Venter. Setae relatively long and flagellate, each 18–136 µm long; setae on head longest. Multilocular disc pores, each 6–9 µm wide, present in medial areas of abdominal segments IV‒IX; a few also present on head and thoracic segments, arranged in 1 to 3 rows on posterior areas of abdominal segments VI–VII but arranged randomly on abdominal segments VIII and IX. Trilocular pores, each same size as those on dorsum, evenly distributed. Oral collar tubular ducts of 2 sizes present: (i) large-type ducts, each about 3–4 µm in diameter, mostly wider than a trilocular pore, present on marginal to submarginal areas of all abdominal segments and anterior of thorax; and (ii) small-type ducts, each about 1–2 μm in diameter, present on medial areas of abdominal segments IV–VII, forming transverse bands across most posterior abdominal segments. Discoidal pores, each about 1–2 µm wide, sparsely distributed.

Host plants in South Korea. Moraceae : Broussonetia kazinoki ( Paik 1978; Suh 2020), Rosaceae : Malus pumila (Kwon et al. 2003; Suh 2020), Pyrus pyrifolia var. cultiva ( Kwon & Han 2003; Suh 2020), P. ussuriensis (Rosaceae) (Kwon et al. 2003; Suh 2020); and Sapindaceae : Acer palmatum ( Paik 1978; Suh 2020).

Remarks. In South Korea, this species was first reported as “ C. matsumotoi ” by Paik (1978) and later by Paik (2000), Kwon et al. (2003), and Suh (2020). However, the morphology of the Korean specimens examined in this study, which were identified by South Korean mealybug experts Suh, S.J. and Park, M.J. as “ C. matsumotoi ” is quite different from that of the species currently regarded as C. matsumotoi (= Crisicoccus seruratus ) in Japan, the native country of the type specimen. The Korean material could be identified as a member of the genus Spilococcus , namely S. pacificus . The true C. matsumotoi (= C. seruratus ) is a well-known significant pest of fruit crops in Japan ( Kawai 1980; 2003) and, based on our investigation, is probably absent from South Korea. Thus, this rectification of the misidentifications will be beneficial to agriculture and international plant quarantine. Where mentioned above, Suh (2020) just cited an earlier paper by South Korean researchers; she was not responsible for the misidentifications.

In this study, we could not check all the specimens of C. matsumotoi that were used by the South Korean researchers; possibly a few of them could be the true C. matsumotoi (= C. serruratus ) from South Korea. However, the morphological characteristics of the Korean specimens we examined in this study are consistent with those of “ C. matsumotoi ” in the key provided by Kwon et al. (2003), such as having some oral rim tubular ducts on the dorsum. We now consider that most or all specimens reported as “ C. matsumotoi ” from South Korea are consistent with S. pacificus . We also believe that the specimens used by other researchers should be re-examined in the future, especially as Suh (2020) cited Kwon & Han (2003) as having recorded S. pacificus on Acer palmatum in Korea, whereas Kwon et al. (2003) mentioned “ C. matsumotoi ” on the same host plant.

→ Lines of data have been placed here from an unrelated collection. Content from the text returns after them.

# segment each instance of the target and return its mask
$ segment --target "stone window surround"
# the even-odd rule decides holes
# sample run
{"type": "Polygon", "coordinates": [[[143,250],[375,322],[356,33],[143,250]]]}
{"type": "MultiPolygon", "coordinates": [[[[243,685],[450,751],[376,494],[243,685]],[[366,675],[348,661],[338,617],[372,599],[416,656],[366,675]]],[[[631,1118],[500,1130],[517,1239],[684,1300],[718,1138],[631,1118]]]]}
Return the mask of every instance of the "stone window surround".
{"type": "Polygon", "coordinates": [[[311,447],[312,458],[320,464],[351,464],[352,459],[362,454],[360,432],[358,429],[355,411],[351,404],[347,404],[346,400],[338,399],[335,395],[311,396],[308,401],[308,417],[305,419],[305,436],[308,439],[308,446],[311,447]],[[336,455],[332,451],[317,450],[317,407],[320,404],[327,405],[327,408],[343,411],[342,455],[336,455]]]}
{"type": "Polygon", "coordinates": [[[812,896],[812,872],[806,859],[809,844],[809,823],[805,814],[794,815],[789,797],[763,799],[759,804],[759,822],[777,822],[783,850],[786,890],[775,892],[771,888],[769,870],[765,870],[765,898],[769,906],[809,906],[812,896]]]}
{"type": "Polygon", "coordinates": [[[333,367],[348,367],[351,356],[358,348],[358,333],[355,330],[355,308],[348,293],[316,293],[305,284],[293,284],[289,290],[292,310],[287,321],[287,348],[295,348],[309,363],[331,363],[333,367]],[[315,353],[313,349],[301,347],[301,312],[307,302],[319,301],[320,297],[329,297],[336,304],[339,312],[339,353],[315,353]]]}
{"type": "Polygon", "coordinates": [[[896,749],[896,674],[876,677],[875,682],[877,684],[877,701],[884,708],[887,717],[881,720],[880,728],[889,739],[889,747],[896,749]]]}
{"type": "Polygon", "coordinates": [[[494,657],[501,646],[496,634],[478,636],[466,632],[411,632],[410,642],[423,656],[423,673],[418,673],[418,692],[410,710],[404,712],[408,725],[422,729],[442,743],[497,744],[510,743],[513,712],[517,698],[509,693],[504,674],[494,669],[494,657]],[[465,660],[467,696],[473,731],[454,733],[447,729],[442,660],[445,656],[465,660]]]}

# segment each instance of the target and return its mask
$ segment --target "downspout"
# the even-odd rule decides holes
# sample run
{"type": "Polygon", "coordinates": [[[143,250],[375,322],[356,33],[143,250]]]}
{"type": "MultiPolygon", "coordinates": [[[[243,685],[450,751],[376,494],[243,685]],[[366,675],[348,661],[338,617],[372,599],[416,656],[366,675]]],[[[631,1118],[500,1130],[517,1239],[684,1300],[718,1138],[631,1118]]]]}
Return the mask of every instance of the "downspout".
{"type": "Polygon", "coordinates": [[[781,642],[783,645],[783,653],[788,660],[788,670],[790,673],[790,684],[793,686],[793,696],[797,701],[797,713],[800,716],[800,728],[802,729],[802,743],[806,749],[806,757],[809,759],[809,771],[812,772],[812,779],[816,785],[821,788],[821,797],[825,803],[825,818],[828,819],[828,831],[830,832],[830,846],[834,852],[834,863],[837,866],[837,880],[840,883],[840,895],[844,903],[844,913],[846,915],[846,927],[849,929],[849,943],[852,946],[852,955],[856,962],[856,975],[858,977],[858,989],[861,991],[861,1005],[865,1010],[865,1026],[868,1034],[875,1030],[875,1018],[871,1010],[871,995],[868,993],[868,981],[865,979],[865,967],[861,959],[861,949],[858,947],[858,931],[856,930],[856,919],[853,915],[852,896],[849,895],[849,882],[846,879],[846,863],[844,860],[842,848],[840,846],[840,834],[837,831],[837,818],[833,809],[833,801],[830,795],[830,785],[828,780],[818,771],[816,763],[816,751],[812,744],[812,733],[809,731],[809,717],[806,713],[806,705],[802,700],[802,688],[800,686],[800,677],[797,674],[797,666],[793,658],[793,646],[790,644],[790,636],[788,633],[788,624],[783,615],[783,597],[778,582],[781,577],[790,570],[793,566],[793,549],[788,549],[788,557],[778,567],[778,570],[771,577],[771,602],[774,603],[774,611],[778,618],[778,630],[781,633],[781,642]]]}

All the Korean specimens examined in this study have oral-rim tubular ducts on the dorsum and anal lobe bars on the ventral surfaces of the anal lobes. According to Kaydan & Szita (2017), the species should be transferred either to the genus Maconellicoccus Ezzat or to Paracoccus Ezzat & McConnell (probably, to the genus Paracoccus with minor generic diagnostic modifications); however, in the present study, none of the type specimens were examined so the species is left in Spilococcus for now.